Он отвернулся и взял микрофон.
— Да посиди ты без своей операции! — подал голос Сентаури. — Не помрет она без тебя. Ты там командовать будешь, а нам как пиджакам сидеть. И не поговорить даже. Давай хоть минут на двадцать спустимся, сами половим. Невозможно без дела. А, командир?
И опять согласился Дайра. Он отложил микрофон, через плечо глянул на Сентаури.
— Я, кстати, спасибо тебе не сказал.
— За что это? — О, как странно улыбнулся Сентаури!
— Жизнь спас. Спасибо.
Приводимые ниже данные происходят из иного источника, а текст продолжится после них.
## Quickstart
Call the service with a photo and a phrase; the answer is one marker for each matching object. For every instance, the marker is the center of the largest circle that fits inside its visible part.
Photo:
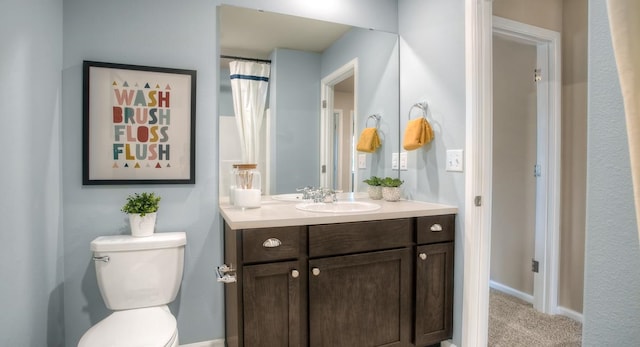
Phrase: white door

Если б не ты…
— Э-э-э-э-х! Если б не пиджаки вроде Баррона, — с ожесточением сказал Сентаури (Хаяни рисовал в блокноте огромный сверкающий нож). — Если бы… На сто процентов был у него какой-нибудь родственничек. Как бы иначе он подловился?
— Да, битый был скаф.
— А надо сразу уходить, когда родственник, пиджаком быть не надо, вот что!
— Спуститься бы лучше во-о-он к тому памятнику, — сказал Ниордан.
— Не вижу я, где там прятаться, — неуверенно заметил Сентаури.
— А вы никто ничего не видите. Никогда. Там что-нибудь может и найтись. У меня чутье. Верно.
— Давай, — согласился Дайра, и они вцепились в подлокотники, готовясь к быстрому спуску.
…Укрытием Томешу служил бездействующий силовой колодец, один из тех, что ограничивал Памятник Первым. Как и во всех фантомных памятниках, в нем, конечно, присутствовала сумасшедшинка, но, пожалуй, преобладала глупость. Глупая выдумка, глупая компоновка, глупая трата средств. Но, как ни странно, очень многие сантаресцы любили его, даже скульпторы часто приходили сюда. Некоторые утверждают, что проистекает эта любовь из дефицита в Сантаресе символов и лозунгов. А Памятник Первым — это вам и символ, и лозунг, правда, несколько глуповато-замысловатый. Первый Импат против Первого Скафа. Скаф — на постаменте среди сквера, Импат — всегда сбоку, в кустах. Собственно, Памятник Первому Импату был из блуждающих — он перемещался по площади чуть ли не двести квадратных метров, меняя цвет, размер, даже форму меняя. Лишь одно оставалось неизменным — он не спускал глаз с Первого Скафа, неподвижного фантома со случайной мимикой. Если взгляд Импата всегда излучал ненависть, вернее, тот сложный и неизменный набор эмоций, который присущ третьей стадии болезни и за бедностью терминологии называется яростью, то Скаф относился к своему врагу намного неоднозначней. Лицо его выражало то любовь, то жестокость, то каменело монументально, а иногда прорывалась как бы насмешка. Скаф был более человечен, более ясен, а та непонятность, которую придал ему художник, была куда ближе людям, чем загадочная, химерическая, неестественная закаменелость черт вечно убегающего и вечно возвращающегося Импата.